Relative velocity

The velocity of an object only really has meaning when it is expressed relative to a set of axes or 'frame of reference'.

We usually consider the motion of objects moving relative to the Earth, but since the Earth is orbiting the Sun and the Sun is moving through the Galaxy this is a purely arbitrary concept. When dealing with more than one body in motion the problem is complex - consider the difficulties in sending the space probe Giotto to rendezvous with Halley's comet many millions of miles away!
We should always specify the frame of reference relative to which an object is moving.

Think about the case where both bodies are moving relative to a third. A simple example would be where the motions of both bodies are in the same straight line - for instance, two cars travelling along a motorway. If both cars are travelling in the same direction, one at 25 ms^-1 and the other at 35 ms^-1 then their relative velocity is 10 ms^-1 (by vector addition).
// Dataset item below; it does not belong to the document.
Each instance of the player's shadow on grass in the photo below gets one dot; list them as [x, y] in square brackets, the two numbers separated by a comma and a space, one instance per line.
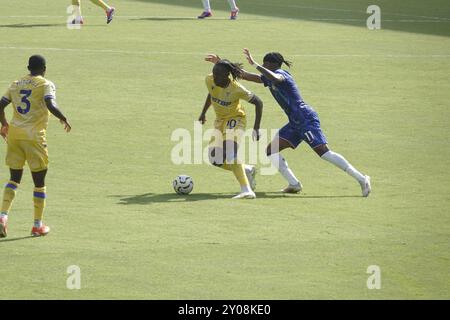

If they are moving in opposite directions, however, the relative velocity of one car with respect to the other is therefore 60ms-1 (See Figure 1).
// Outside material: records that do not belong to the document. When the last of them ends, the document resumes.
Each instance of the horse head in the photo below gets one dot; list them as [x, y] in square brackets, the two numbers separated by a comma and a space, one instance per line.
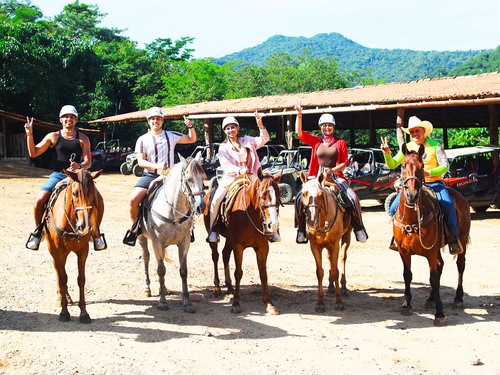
[413, 173]
[194, 176]
[268, 193]
[81, 198]
[314, 199]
What we are effectively doing is considering one car to be at rest and finding the velocity of the other car in that frame of reference. To do this we must add the negative of the velocity of one car to both cars' velocities. This effectively brings one to rest and we then consider the velocity of the other car relative to it.

The situation is a little more complex when the motion of the two objects is not in the same straight line. Consider the case shown in Figure 2.

Here the two cars are still moving at the same speeds but this time at right angles to each other as they approach a junction.

The relative velocity is found by using a vector triangle.


If we add the negative of the velocity of the red car (-25) to both the velocity of the red car and the green car we can imagine the red car to be at rest and then find the velocity of the green car relative to it. (See Figure 3).

This is most easily done by drawing the vector diagram. The resultant shown by the vector R is the velocity of the green car relative to the red car. In our example the velocity of the green car relative to the red car is 43 ms^-1 and in a direction of 325 ^o.


Think about the result and see if it matches your common sense view of how you would see the green car moving if you were in the red car. It would seem to be moving up the page and towards the left. It does actually fit the result!

Relative motion at angles other than 90^o

We will consider the case where the cars are not moving at right angles to each other.
In fact we will not consider cars at all but the two aeroplanes shown in Figure 4 (a).


To find the velocity of plane A relative to plane B we must 'make plane B stationary'. We do this by adding the negative of plane B's velocity to both planes. If we were on plane B it would be like making that plane stop and we would then see plane A moving relative to us. This is done in Figure 4(b).